Analysis of common and rare VPS13C variants in late-onset Parkinson disease

Neurol Genet. 2020 Jan 9;6(1):385. doi: 10.1212/NXG.0000000000000385. eCollection 2020 Feb.

Abstract

Objective: We aimed to study the role of coding VPS13C variants in a large cohort of patients with late-onset Parkinson disease (PD) (LOPD).

Methods: VPS13C and its untranslated regions were sequenced using targeted next-generation sequencing in 1,567 patients with PD and 1,667 controls from 3 cohorts. Association tests of rare potential homozygous and compound heterozygous variants and burden tests for rare heterozygous variants were performed. Common variants were analyzed using logistic regression adjusted for age and sex in each of the cohorts, followed by a meta-analysis.
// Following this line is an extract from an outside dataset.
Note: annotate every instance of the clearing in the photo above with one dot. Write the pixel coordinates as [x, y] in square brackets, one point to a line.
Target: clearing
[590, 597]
Results: No biallelic carriers of rare VPS13C variants were found among patients, and 2 carriers of compound heterozygous variants were found in 2 controls. There was no statistically significant burden of rare (minor allele frequency [MAF] <1%) or very rare (MAF <0.1%) coding VPS13C variants in PD. A VPS13C haplotype including the p.R153H-p.I398I-p.I1132V-p.Q2376Q variants was nominally associated with a reduced risk for PD (meta-analysis of the tagging SNP p.I1132V [odds ratio = 0.48, 95% confidence interval = 0.28-0.82, p = 0.0052]). This haplotype was not in linkage disequilibrium with the known genome-wide association study top hit.

Conclusions: Our results do not support a role for rare heterozygous or biallelic VPS13C variants in LOPD. Additional genetic replication and functional studies are needed to examine the role of the haplotype identified here associated with reduced risk for PD.